Spoilers: Through 3x19 for Community
Word Count: 1,279 (of 18,470)
Disclaimer/Notes: See Prologue for disclaimer and general notes.
Part V: University of Colorado School of Law
In which Jeff interviews for a job
"Winger? Jeff Winger?"
"Right here." Karen Avery looked toward the sound of the voice and saw a tall young man with carefully tousled hair smoothly buttoning his navy blue pinstripe suit coat as he rose from his seat. She was impressed; the boy knew how to dress, unlike many of the students she'd met that day. Good handshake, too; firm, but not overpowering.
"Nice to meet you, Mr. Winger," she said. "I'm Karen Avery.

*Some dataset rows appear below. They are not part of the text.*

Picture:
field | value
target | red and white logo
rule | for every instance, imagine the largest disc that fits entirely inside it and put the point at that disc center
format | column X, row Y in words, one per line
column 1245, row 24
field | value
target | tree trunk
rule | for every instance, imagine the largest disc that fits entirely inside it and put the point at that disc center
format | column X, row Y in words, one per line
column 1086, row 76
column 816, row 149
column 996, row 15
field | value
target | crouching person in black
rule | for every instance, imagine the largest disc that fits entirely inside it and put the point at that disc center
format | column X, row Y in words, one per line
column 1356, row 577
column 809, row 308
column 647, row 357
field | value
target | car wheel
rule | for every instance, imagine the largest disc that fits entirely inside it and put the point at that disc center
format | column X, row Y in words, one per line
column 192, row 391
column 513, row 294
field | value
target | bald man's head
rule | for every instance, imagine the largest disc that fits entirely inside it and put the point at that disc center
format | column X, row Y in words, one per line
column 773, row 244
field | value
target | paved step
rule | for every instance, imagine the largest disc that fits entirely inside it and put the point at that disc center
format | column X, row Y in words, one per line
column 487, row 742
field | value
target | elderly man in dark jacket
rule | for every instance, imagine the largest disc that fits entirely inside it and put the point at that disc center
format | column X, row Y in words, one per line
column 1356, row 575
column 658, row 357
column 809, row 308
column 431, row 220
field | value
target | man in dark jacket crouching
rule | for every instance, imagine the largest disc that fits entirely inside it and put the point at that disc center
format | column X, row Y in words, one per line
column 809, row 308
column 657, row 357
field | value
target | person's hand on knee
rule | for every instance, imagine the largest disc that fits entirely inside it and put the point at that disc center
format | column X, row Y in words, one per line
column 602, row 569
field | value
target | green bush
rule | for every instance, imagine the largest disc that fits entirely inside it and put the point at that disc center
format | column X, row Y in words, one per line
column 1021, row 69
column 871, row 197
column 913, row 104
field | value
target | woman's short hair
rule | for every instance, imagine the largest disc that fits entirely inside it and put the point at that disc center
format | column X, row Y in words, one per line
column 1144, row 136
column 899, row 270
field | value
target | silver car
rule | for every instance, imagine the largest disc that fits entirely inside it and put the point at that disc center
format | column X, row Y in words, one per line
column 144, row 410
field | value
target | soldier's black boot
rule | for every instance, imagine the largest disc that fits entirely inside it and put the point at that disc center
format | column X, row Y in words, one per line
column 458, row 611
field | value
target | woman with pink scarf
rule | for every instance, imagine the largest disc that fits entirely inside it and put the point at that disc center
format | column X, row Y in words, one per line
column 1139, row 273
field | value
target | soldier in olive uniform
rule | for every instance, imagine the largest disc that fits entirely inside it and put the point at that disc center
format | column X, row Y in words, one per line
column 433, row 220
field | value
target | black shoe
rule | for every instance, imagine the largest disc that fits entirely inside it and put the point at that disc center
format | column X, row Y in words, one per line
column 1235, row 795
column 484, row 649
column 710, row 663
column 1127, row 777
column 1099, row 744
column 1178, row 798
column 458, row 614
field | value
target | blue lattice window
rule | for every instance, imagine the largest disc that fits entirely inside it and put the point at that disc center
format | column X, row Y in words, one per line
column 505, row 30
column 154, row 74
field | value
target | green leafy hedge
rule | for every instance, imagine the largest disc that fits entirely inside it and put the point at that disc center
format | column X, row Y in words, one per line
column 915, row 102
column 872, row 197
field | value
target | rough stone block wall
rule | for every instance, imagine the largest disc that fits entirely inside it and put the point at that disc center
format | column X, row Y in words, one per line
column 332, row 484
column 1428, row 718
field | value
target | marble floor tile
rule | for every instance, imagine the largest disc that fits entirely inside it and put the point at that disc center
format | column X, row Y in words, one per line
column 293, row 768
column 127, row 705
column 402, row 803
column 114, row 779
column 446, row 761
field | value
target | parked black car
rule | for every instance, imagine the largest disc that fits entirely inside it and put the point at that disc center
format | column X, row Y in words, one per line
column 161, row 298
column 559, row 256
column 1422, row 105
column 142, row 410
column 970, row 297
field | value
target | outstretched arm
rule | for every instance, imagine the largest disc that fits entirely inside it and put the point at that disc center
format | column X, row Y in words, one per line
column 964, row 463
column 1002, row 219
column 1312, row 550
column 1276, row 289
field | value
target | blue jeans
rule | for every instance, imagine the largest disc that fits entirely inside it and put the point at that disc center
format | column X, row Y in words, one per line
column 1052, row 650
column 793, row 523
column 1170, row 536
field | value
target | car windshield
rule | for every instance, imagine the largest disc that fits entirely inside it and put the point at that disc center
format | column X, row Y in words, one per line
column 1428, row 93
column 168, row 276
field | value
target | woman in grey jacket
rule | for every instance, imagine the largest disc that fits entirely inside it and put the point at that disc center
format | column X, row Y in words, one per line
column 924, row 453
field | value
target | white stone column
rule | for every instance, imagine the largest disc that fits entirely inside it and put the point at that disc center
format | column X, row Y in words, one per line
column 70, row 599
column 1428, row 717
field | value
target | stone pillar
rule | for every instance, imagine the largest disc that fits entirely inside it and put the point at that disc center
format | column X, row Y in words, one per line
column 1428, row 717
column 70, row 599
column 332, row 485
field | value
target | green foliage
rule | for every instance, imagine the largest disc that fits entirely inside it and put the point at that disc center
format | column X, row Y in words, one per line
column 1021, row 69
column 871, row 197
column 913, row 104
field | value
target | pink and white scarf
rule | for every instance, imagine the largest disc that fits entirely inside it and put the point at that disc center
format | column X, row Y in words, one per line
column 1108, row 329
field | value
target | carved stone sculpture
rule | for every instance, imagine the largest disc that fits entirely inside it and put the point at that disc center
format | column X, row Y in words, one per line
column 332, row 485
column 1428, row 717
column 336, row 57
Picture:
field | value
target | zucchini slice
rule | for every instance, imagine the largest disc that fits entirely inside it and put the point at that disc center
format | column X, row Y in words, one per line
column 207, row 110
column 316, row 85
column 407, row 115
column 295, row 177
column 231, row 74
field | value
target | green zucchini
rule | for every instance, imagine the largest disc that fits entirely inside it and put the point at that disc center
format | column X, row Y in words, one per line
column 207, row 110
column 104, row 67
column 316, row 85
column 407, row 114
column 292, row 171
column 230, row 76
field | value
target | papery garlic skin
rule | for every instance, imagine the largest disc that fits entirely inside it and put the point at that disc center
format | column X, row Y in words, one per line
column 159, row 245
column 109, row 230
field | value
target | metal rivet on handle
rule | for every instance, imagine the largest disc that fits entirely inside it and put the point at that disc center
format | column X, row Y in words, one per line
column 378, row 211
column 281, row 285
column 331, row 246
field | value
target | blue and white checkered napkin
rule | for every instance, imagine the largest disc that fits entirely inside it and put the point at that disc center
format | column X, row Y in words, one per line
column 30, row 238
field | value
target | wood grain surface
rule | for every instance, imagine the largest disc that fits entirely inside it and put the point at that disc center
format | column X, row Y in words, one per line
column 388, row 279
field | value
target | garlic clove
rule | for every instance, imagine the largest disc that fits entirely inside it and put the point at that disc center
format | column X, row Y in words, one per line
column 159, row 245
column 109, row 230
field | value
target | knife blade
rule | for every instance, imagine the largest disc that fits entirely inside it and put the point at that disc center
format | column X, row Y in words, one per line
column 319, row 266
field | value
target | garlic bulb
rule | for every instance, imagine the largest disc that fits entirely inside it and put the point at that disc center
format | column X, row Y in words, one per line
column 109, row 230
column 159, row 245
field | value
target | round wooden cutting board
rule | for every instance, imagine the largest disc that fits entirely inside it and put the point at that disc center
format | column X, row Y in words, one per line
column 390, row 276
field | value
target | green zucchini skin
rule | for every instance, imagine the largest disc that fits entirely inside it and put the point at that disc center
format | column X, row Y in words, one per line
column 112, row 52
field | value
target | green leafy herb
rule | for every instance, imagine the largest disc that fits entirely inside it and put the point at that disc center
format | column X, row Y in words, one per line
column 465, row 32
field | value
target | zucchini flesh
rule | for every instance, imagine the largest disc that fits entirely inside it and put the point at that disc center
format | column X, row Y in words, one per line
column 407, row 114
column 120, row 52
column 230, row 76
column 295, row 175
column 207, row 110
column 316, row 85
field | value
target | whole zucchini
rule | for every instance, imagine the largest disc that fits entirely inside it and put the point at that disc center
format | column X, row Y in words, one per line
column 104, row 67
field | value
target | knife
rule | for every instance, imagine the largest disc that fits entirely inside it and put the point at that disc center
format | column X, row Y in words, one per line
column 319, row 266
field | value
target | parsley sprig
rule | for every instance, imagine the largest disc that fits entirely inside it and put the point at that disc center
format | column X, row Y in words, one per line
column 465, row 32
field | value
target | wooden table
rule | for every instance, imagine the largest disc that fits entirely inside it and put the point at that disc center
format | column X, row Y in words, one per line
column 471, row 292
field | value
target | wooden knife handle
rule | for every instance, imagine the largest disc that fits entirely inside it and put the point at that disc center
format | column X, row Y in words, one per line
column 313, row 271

Come on in, let's get to know each other." Karen had come to the University of Colorado School of Law as a representative of the hiring committee of Hamish, Hamish & Hamlin, where she was a newly minted partner. The room the Placement Office had provided her held both a small, round table and a pair of upholstered arm chairs; she gestured Jeff toward the latter. She believed the more informal setting encouraged the students to act more naturally, which she felt was beneficial when trying to get to get a quick read on potential applicants.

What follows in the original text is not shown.